Monday, July 27, 2009

What to make of this

So, yesterday as I read the Washington Post website, I noticed this AP Story praising Hawaii, which under the Pre-Paid Health Care act has an exemption from the Employee Retirement Income Security Act (ERISA) of 1974, Pub. L. 93-406. Overall, I have always been happy that Hawaii has sought to expand access.

However, I would like to point out some other issues. First, the employer mandate has strict as Hawaii's likely would not work nationally. Businesses often complain about the various situations regarding this expense, but in some other way there is a cultural desire to hold the center. Furthermore, there are other more problematic issues with ESI, which I and others have pointed out.

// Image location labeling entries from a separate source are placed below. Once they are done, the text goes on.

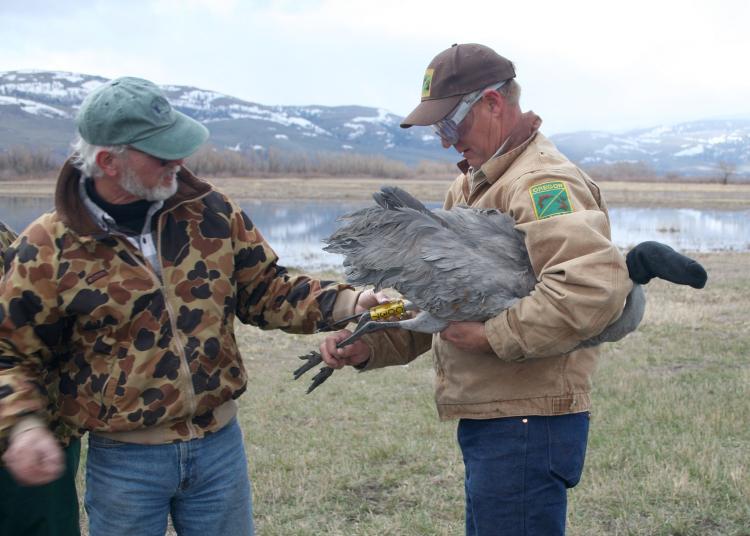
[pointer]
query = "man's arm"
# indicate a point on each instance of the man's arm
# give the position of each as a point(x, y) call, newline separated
point(583, 279)
point(28, 314)
point(268, 297)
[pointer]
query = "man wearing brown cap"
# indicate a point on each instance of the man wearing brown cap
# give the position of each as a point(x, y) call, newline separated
point(522, 396)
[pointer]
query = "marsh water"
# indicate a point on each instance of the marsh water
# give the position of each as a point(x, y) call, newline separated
point(295, 229)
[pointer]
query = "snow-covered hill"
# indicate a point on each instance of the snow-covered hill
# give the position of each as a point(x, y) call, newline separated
point(31, 100)
point(37, 109)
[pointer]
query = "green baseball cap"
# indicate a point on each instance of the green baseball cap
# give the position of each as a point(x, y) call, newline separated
point(455, 72)
point(135, 112)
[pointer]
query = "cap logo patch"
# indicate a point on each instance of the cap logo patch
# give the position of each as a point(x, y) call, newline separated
point(427, 82)
point(160, 106)
point(550, 199)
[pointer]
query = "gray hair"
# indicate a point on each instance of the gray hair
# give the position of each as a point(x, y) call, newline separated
point(511, 92)
point(84, 156)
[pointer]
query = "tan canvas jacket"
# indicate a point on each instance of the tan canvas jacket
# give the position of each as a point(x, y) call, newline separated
point(138, 348)
point(583, 283)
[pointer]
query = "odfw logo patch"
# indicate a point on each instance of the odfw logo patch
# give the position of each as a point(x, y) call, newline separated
point(427, 82)
point(550, 199)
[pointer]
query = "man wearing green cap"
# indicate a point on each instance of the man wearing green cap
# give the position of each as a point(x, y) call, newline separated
point(128, 291)
point(46, 510)
point(520, 392)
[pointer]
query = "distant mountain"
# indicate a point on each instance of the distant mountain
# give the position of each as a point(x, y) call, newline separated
point(693, 148)
point(37, 110)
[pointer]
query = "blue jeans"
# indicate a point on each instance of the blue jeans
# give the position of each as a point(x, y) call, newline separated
point(203, 483)
point(518, 470)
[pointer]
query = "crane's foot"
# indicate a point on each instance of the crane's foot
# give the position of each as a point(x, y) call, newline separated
point(313, 359)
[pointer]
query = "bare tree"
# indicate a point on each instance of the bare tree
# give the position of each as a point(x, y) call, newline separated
point(726, 169)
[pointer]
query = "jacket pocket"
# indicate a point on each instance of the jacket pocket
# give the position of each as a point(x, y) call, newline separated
point(568, 436)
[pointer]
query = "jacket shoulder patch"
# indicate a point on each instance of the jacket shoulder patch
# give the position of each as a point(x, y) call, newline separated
point(550, 199)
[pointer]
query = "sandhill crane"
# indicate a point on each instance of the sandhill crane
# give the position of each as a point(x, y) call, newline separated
point(464, 264)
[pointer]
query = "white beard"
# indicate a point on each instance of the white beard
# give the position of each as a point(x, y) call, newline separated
point(132, 184)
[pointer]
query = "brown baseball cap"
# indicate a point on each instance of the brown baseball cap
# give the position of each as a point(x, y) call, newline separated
point(452, 74)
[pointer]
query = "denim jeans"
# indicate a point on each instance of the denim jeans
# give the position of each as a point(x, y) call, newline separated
point(203, 483)
point(518, 470)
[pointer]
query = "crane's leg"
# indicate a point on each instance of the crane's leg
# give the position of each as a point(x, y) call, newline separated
point(424, 322)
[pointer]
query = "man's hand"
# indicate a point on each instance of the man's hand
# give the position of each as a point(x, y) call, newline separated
point(468, 336)
point(353, 354)
point(34, 457)
point(369, 298)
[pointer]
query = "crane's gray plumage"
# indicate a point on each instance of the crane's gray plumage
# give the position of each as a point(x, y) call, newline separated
point(463, 264)
point(459, 264)
point(467, 264)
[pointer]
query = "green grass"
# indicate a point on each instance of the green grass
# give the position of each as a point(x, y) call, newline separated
point(668, 451)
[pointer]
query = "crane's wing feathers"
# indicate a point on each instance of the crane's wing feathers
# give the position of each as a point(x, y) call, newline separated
point(461, 264)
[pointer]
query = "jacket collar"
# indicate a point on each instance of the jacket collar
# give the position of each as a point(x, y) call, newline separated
point(514, 145)
point(76, 211)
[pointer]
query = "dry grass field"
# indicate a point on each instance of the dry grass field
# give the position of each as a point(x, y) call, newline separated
point(366, 455)
point(694, 195)
point(668, 453)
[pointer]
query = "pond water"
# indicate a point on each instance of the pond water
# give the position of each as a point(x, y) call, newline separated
point(295, 228)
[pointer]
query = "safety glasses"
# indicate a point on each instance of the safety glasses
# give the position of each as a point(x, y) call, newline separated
point(447, 128)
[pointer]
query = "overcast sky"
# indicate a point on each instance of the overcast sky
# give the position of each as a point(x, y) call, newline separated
point(583, 65)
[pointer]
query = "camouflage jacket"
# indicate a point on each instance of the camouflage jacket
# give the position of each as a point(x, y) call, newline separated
point(135, 350)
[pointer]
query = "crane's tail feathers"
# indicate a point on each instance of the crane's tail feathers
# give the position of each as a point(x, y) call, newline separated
point(653, 259)
point(390, 197)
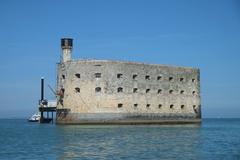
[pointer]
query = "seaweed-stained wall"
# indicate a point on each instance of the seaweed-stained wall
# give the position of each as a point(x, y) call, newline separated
point(101, 91)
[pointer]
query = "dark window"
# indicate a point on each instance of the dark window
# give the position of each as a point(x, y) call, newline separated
point(98, 89)
point(120, 89)
point(119, 75)
point(134, 90)
point(77, 75)
point(97, 75)
point(147, 77)
point(120, 105)
point(147, 90)
point(77, 90)
point(134, 76)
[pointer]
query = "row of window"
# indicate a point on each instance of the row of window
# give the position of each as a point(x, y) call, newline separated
point(134, 77)
point(171, 106)
point(135, 90)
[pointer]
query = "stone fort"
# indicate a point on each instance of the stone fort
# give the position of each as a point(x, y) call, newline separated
point(118, 92)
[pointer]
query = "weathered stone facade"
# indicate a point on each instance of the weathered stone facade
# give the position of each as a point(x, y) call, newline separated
point(101, 91)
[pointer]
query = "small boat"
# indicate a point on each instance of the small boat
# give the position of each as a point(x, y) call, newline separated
point(35, 117)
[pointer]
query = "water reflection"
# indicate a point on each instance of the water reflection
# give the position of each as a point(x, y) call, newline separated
point(128, 141)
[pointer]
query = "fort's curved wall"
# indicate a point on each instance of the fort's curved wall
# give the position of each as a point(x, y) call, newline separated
point(96, 91)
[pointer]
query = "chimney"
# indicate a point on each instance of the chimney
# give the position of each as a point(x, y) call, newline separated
point(66, 44)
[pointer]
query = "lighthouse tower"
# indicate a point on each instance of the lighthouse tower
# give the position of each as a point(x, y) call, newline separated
point(66, 44)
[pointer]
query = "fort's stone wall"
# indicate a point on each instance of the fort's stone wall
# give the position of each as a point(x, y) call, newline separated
point(112, 91)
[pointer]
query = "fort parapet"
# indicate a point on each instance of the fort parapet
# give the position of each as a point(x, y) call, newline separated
point(117, 92)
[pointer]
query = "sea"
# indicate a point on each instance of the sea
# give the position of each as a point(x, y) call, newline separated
point(214, 139)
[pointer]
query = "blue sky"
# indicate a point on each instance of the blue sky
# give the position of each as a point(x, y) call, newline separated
point(203, 34)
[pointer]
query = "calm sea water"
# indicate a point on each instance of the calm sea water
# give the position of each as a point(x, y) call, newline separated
point(213, 139)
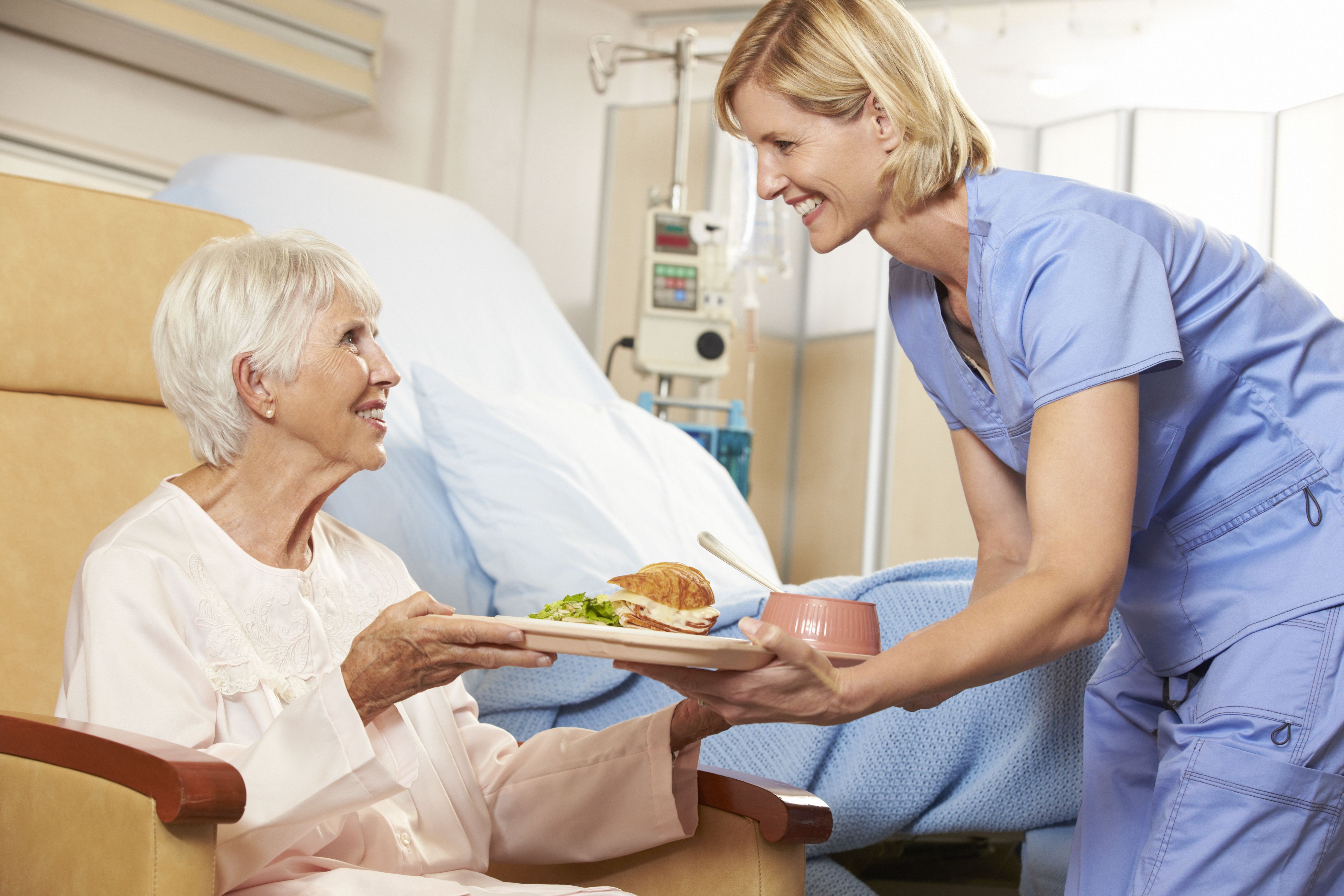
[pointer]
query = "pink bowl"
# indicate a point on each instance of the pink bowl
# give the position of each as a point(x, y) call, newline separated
point(827, 624)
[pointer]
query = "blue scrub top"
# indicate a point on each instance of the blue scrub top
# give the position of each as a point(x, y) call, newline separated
point(1241, 395)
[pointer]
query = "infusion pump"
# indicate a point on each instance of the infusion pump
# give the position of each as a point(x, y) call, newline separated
point(685, 313)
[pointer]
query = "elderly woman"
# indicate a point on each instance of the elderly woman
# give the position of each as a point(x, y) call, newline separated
point(228, 613)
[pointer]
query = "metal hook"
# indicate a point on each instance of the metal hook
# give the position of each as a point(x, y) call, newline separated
point(1311, 500)
point(600, 72)
point(1288, 734)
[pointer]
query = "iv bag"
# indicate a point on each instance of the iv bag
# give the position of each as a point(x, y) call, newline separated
point(756, 228)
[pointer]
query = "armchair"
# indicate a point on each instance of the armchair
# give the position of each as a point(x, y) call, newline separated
point(90, 809)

Secondly, Hawaii has some interesting risk pools. Their BCBS does have a huge amount of the market share, however, it does differ from other BCBS systems, because of how it operates. HMSA is a weird duck in the normal insurance market. The other large group is Kaiser Permanente, which many have cited for high quality care.

So Hawaii has some other factors that make it unique. I wish we could just export these ideas wholesale, but it's far more complicated and nuanced.

One other weird Hawaii fact is that even if you did start including ESI in income, Hawaii residents actually will see smaller tax increases than comparable individuals in other states. Again, this points to lower costs in the system.